For a natural number $b$, $N(b)= $ number of natural numbers $a$ such that the equation $x^2+ax+b=0$ has integral roots. What is the lowest possible value of $N(6)$?

Answer 1

Rote approach. The solutions to $x^2+ax+6=0$ are $x_1=(1/2)(\sqrt{a^2-24}-a), x_2=(1/2)(-\sqrt{a^2-24}-a)$. First, $\sqrt{a^2-24}$ is rational iff it is integral, so we must have $a=\sqrt{c^2+24}$ for some integral ${c}$. Notice that if $c>12$ this expression can't be an integer, as the difference between consecutive square numbers is larger than 24 at that point, so you need only check $c = -4, -3, ..., 12$.

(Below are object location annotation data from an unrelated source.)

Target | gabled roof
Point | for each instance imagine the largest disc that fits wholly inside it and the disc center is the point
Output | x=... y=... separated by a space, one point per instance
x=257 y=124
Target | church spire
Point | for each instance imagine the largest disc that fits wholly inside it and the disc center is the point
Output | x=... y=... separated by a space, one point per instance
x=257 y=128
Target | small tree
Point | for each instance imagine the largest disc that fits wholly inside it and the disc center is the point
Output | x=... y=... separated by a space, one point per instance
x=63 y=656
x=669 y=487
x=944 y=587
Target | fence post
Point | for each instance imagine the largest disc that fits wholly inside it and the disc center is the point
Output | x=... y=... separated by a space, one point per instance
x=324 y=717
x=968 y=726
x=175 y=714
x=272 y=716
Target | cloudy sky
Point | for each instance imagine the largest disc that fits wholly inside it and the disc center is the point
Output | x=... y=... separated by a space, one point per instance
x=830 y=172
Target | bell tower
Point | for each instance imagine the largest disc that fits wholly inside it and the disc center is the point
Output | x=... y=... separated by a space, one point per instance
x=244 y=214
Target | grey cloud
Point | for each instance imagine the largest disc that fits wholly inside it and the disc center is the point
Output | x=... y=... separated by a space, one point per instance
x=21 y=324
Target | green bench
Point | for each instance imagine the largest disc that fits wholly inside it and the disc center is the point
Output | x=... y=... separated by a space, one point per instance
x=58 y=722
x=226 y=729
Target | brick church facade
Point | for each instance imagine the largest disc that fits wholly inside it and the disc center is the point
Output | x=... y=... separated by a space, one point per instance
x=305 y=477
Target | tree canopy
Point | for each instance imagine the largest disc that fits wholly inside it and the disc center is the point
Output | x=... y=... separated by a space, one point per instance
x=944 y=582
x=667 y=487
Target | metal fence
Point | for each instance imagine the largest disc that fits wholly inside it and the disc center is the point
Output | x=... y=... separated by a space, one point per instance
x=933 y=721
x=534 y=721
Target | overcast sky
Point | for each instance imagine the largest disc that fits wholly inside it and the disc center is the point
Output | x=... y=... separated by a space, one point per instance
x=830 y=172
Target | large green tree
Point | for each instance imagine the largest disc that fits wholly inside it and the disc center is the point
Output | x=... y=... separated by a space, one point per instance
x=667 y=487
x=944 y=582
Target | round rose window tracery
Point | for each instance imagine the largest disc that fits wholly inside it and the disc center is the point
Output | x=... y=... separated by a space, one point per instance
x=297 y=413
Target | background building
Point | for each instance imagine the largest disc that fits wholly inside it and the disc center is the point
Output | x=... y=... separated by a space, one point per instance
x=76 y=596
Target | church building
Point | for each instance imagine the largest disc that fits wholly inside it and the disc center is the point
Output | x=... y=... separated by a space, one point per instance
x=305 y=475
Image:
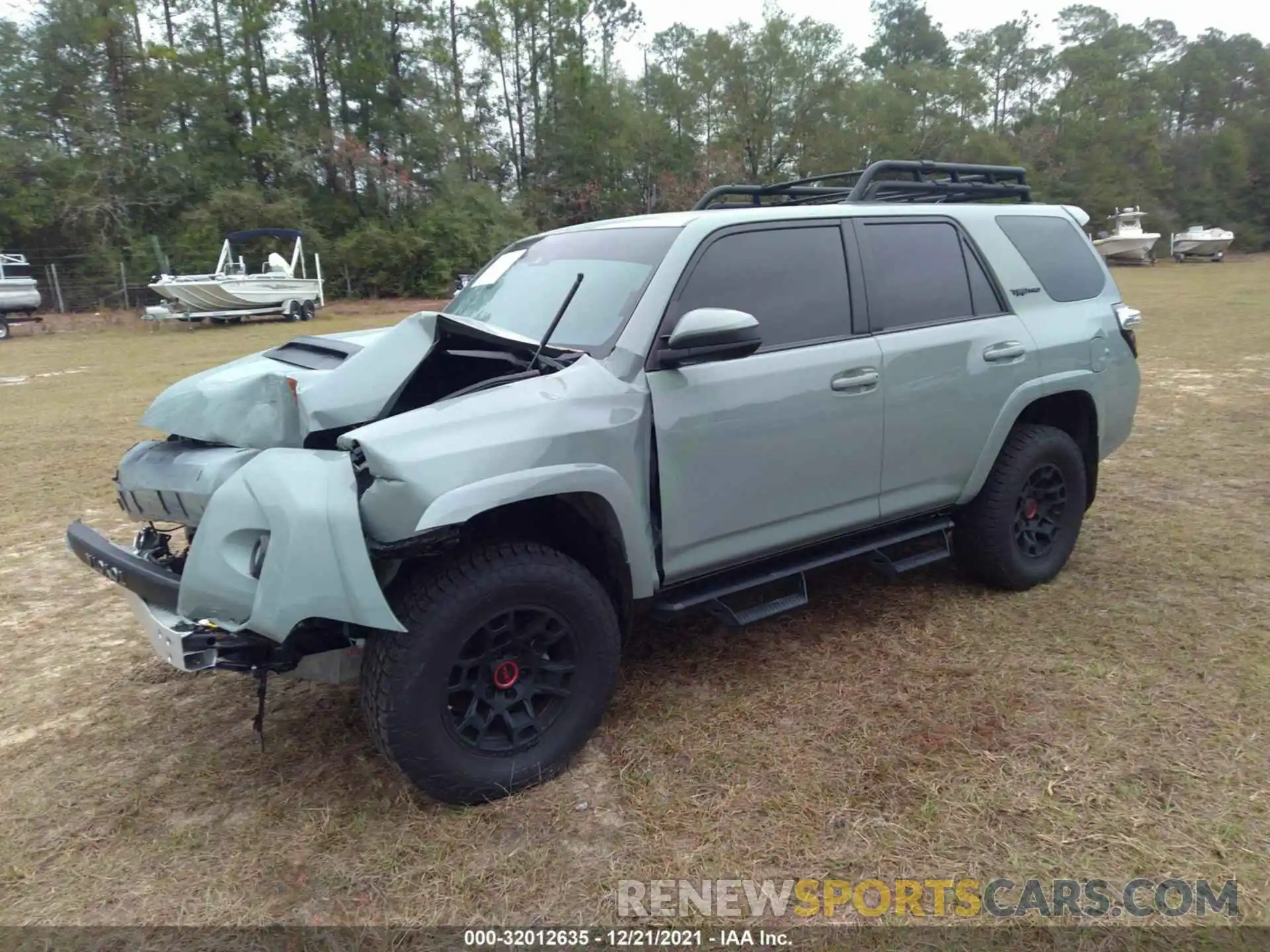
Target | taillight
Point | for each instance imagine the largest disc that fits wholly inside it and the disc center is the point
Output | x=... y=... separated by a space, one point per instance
x=1127 y=317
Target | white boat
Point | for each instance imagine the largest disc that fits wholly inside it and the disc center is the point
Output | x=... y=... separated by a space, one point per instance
x=18 y=291
x=232 y=287
x=1127 y=240
x=1198 y=241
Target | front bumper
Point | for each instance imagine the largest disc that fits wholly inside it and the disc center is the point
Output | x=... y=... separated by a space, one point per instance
x=151 y=593
x=148 y=582
x=296 y=509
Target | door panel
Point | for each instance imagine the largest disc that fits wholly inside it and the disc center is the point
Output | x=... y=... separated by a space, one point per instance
x=765 y=452
x=944 y=393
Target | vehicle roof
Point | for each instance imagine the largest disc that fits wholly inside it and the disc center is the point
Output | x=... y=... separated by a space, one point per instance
x=969 y=211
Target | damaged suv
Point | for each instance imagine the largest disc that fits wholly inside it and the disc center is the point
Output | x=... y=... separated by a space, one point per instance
x=657 y=414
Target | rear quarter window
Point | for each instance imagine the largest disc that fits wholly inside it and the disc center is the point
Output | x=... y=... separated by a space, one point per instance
x=1058 y=253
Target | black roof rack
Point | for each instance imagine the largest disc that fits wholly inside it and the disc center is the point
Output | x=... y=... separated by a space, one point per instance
x=888 y=180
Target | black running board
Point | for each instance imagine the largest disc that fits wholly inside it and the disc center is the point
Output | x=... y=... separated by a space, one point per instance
x=710 y=592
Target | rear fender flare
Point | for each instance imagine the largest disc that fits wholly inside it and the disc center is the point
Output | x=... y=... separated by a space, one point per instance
x=461 y=504
x=1009 y=416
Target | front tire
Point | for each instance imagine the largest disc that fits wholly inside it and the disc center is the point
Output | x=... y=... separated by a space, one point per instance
x=507 y=664
x=1021 y=528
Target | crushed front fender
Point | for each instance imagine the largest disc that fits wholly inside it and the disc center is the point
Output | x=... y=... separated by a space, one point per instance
x=290 y=517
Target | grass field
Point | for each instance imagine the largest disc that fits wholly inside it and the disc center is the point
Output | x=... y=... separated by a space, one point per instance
x=1113 y=724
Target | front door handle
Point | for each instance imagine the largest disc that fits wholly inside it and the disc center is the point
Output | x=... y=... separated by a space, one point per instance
x=855 y=381
x=1007 y=350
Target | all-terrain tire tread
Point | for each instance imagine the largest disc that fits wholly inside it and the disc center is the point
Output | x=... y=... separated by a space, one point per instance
x=426 y=588
x=982 y=539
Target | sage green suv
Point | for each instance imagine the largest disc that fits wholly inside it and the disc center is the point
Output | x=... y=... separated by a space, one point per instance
x=656 y=414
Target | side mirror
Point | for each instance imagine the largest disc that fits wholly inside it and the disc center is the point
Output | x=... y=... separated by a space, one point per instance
x=710 y=334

For a shortcut, note that if $x^2+ax+6=0$ then $x|6$.

Answer 2

First of all thanks André Nicolas for the hint.

Using $ Vieta's \space formula$, we get

Product of roots $=x_1x_2=b=6=3\times 2=1\times6$

Sum of roots $=x_1+x_2=-a$

As $x_1, x_2$ are integers, $ x_1=-6, x_2=-1$ or $x_1=-3,x_2=-2$ (we may also interchange the values of $x_1,x_2$ but that will not effect the values of $a$. We also cannot use the positive values as they will make $a$ negative).

Hence, $a$ has two possible values $7$ and $5$.